Emotion v fact. It’s at the heart of all media appearance. How do you balance the ‘real world’ emotion of a story with the undeniable facts that sometimes don’t necessarily help your position.
This was brilliantly exemplified in a very heated discussion about ‘no jab no job’ and if it was a legal or a medical imperative, on Radio 2’s ‘Jeremy Vine’ programme. On the one side: the owner of a plumbing business who insisted that all new staff would need certification of the vaccine in order to work for him.

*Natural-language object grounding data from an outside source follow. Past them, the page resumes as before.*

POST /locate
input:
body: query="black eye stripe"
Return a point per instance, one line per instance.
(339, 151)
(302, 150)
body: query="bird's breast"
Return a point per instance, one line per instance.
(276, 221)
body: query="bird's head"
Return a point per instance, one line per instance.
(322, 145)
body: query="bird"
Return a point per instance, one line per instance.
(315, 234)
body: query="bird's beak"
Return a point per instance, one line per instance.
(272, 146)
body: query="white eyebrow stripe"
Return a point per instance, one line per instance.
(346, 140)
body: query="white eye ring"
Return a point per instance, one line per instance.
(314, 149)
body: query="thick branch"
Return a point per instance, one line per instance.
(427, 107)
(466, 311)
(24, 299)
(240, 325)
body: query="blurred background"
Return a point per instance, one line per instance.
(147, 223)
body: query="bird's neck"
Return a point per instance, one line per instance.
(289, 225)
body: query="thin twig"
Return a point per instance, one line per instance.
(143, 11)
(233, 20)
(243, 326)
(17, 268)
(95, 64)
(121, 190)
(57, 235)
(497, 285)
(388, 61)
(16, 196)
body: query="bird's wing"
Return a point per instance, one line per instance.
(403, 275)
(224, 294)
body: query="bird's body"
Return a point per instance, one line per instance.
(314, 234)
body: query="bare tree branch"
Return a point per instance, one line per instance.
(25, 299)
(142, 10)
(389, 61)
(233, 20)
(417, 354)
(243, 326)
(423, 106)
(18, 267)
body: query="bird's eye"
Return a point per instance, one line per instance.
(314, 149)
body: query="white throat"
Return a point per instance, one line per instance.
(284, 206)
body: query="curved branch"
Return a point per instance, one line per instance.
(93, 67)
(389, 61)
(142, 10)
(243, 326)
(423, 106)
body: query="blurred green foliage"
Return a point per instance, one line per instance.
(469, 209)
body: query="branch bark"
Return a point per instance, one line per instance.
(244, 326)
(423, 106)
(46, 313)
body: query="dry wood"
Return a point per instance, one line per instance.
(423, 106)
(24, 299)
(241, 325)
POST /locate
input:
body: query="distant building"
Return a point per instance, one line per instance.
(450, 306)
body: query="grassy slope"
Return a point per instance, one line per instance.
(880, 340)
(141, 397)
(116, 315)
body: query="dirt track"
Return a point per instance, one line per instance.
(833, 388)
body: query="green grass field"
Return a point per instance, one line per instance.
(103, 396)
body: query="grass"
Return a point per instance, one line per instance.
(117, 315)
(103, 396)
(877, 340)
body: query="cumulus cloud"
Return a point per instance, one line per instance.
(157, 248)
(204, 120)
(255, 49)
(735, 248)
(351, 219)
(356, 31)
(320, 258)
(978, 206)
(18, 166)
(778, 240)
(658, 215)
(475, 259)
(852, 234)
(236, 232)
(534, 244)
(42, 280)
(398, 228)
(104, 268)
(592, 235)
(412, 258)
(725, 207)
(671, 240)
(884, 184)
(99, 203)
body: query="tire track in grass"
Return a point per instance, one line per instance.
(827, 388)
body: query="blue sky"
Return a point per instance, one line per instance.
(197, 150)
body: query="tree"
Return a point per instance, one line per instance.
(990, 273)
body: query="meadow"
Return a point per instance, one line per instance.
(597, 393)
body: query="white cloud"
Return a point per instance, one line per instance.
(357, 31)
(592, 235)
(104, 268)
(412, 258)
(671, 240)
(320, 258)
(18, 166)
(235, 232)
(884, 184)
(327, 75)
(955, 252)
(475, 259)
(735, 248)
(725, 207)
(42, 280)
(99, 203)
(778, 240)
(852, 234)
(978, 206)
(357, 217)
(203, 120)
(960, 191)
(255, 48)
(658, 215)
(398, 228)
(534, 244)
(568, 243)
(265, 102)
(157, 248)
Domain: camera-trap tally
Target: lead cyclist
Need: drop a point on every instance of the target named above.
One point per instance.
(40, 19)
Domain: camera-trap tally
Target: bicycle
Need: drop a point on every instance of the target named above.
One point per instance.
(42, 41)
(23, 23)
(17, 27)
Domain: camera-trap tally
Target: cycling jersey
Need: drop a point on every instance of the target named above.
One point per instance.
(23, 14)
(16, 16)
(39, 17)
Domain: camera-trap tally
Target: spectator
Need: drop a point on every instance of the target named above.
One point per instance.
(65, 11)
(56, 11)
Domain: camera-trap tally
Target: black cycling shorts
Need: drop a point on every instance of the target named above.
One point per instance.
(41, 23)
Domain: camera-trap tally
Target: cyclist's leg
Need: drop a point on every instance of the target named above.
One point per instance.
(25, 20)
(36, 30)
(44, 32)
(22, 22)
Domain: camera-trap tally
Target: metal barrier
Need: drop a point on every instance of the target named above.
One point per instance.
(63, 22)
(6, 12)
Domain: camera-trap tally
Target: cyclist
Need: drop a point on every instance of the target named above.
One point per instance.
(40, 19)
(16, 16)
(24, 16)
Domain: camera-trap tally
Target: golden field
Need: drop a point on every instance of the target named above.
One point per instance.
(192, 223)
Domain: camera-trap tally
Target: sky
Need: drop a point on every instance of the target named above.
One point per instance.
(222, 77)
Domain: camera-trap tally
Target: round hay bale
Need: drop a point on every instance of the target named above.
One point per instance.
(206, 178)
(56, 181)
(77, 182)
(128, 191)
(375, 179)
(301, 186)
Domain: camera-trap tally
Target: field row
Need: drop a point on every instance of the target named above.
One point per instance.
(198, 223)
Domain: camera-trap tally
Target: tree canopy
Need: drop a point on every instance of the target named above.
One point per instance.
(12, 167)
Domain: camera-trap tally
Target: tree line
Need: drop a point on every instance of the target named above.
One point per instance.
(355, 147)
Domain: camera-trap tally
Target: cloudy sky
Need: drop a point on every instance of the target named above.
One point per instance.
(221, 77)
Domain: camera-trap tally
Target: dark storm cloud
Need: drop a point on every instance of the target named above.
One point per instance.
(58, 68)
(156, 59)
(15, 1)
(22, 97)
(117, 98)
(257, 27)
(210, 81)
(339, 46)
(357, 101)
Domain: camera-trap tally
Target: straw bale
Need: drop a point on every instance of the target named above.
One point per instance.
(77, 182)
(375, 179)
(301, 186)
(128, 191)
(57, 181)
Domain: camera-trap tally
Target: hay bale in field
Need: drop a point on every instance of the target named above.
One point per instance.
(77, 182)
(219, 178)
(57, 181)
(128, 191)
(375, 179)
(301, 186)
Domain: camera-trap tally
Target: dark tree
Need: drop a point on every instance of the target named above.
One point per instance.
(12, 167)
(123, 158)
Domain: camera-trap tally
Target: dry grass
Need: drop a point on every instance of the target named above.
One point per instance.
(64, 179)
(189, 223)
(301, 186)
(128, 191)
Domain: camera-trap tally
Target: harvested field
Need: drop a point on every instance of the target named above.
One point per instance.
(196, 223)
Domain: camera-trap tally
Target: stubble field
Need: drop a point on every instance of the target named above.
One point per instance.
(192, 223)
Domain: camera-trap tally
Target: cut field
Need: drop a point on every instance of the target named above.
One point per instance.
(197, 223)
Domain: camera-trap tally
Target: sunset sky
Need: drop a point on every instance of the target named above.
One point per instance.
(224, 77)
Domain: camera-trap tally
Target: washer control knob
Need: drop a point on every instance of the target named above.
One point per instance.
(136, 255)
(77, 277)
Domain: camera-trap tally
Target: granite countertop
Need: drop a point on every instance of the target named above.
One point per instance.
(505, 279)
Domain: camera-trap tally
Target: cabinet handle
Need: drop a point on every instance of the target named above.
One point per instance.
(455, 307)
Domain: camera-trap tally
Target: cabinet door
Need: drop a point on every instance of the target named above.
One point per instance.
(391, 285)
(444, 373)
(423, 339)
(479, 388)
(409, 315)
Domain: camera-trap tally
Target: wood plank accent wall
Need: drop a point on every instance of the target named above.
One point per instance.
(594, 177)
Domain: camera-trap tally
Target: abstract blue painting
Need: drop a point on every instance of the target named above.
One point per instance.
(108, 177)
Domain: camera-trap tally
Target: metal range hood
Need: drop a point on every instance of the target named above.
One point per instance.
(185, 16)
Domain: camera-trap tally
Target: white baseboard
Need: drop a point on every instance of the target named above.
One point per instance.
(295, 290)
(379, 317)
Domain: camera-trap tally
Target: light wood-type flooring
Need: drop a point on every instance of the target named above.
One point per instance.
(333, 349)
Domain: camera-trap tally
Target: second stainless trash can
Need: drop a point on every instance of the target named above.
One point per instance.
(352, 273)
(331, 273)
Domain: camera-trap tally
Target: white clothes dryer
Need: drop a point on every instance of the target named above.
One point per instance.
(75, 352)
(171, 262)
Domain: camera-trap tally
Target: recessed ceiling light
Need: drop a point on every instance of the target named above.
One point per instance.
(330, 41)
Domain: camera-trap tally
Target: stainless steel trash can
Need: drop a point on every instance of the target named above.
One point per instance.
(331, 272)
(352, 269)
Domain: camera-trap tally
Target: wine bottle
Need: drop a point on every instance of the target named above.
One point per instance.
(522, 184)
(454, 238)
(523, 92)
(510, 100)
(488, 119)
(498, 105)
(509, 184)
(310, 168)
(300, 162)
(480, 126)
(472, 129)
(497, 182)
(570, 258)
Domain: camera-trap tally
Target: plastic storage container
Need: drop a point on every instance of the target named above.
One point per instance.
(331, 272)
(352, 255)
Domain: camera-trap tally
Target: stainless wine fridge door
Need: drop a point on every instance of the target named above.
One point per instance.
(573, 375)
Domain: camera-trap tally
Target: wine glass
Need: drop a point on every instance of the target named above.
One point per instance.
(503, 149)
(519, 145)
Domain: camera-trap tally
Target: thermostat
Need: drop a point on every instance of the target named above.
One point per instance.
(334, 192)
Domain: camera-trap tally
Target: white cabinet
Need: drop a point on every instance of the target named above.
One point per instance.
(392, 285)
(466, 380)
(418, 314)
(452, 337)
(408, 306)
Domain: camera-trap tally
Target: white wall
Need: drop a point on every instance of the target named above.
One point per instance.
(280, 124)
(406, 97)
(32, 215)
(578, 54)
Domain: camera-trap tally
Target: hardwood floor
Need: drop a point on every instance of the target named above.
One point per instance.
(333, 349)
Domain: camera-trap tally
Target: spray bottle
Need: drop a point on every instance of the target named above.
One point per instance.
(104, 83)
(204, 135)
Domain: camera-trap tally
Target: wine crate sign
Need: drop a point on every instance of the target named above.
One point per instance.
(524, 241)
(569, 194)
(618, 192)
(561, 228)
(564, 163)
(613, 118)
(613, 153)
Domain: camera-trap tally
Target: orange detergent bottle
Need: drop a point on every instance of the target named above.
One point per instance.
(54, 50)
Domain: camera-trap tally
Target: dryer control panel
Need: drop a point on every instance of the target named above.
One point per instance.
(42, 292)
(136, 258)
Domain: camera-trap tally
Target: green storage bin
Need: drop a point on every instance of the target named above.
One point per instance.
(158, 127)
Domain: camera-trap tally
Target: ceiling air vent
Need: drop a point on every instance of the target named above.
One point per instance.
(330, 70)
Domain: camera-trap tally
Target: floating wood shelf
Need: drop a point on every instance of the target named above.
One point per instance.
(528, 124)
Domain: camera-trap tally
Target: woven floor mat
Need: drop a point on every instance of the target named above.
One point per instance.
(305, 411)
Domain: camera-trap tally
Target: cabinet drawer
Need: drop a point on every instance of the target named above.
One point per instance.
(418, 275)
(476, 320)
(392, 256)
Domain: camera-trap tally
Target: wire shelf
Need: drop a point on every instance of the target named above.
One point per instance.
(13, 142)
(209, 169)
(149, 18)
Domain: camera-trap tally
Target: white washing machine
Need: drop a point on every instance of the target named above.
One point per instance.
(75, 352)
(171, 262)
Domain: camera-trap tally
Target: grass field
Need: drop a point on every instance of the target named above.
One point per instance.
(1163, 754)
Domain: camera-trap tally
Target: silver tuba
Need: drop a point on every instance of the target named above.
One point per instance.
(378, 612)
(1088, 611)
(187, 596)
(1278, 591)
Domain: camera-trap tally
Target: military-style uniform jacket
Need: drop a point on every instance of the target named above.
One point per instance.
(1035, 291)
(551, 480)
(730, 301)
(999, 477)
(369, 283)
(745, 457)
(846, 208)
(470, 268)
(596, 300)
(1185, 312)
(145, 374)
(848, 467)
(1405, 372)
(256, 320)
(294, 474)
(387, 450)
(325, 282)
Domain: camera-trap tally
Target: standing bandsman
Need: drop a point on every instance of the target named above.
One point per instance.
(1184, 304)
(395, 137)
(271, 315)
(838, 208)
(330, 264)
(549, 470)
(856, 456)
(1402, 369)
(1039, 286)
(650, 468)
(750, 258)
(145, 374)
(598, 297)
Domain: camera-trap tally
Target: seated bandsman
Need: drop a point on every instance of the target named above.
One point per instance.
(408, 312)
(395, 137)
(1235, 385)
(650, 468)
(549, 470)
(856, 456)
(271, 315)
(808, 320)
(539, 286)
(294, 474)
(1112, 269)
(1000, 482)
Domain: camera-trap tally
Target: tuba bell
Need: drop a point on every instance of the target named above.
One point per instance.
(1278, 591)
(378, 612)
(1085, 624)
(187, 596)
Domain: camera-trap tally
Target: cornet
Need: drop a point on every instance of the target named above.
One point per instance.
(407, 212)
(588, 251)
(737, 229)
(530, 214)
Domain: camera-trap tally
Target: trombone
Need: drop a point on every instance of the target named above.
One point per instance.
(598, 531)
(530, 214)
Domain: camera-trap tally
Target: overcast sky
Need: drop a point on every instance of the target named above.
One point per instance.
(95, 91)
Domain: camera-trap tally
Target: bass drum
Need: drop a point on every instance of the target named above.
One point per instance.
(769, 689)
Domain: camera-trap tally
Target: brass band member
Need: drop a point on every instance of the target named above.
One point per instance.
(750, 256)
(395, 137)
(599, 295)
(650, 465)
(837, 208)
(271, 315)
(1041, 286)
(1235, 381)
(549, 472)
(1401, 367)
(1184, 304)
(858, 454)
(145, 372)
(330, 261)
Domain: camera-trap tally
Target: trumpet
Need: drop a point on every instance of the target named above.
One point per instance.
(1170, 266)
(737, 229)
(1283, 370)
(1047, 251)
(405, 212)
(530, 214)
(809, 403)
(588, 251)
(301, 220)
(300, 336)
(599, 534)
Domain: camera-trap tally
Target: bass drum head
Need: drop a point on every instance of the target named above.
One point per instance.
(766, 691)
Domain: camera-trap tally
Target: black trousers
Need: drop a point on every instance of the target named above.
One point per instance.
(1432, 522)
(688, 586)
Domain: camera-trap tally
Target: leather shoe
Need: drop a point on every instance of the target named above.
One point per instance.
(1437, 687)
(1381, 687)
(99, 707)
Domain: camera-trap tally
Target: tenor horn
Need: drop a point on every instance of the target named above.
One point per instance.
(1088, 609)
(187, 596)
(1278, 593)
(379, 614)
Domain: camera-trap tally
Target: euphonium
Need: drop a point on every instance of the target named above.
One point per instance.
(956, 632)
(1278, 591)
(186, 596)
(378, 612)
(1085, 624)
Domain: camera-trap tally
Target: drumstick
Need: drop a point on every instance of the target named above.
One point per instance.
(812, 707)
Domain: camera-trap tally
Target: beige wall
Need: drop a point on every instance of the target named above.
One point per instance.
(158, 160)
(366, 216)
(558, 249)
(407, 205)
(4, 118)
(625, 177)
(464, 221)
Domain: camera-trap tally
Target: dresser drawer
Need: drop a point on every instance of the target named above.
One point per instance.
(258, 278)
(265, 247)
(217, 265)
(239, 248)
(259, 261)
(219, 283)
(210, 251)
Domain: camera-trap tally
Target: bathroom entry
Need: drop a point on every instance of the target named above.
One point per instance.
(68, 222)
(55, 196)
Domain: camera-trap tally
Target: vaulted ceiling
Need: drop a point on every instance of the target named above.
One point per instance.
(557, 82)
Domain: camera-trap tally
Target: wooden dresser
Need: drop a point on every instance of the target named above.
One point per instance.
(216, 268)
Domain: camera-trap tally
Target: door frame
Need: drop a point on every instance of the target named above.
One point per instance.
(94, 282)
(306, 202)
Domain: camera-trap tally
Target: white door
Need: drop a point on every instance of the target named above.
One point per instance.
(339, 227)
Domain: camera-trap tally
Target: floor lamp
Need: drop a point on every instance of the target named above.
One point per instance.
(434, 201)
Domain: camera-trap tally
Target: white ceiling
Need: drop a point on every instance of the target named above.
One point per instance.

The logic based on reassurance to customers and the moral responsibility he should have.
On the other: a lawyer who pointed out that this employment position did not exist in law – and was only a device to protect his business from future prosecution if customers caught the virus. Both compelling arguments and, on any other day, could have each become the defining position. But there was only one ‘winner’ of the debate and, despite his heartfelt remonstrations, the business owner made one fatal mistake. He attempted to personalise the debate and tried and pin the decision-making process on his opponent.
It wasn’t that he was particularly pugnacious, however he slipped from a position of authority to ‘losing’ by his emotive pedantry and inability to recognise that his responsibility in a media interview is not to the reporter or even others involved in the discussion. His role should be to influence and persuade the audience. They are the ones to whom you should be directly delivering your narrative. They are the ones who will, ultimately, decide whether to follow your advice/opinion/position or to ignore it.
Scoring cheap debating points in an eristic way signals you may have lost the argument. Keep focused on who really matters, respect your opponent’s point of view – but, in the end, be selfish with your own position and use the facts – and maybe just a touch of emotion – to drive your point home.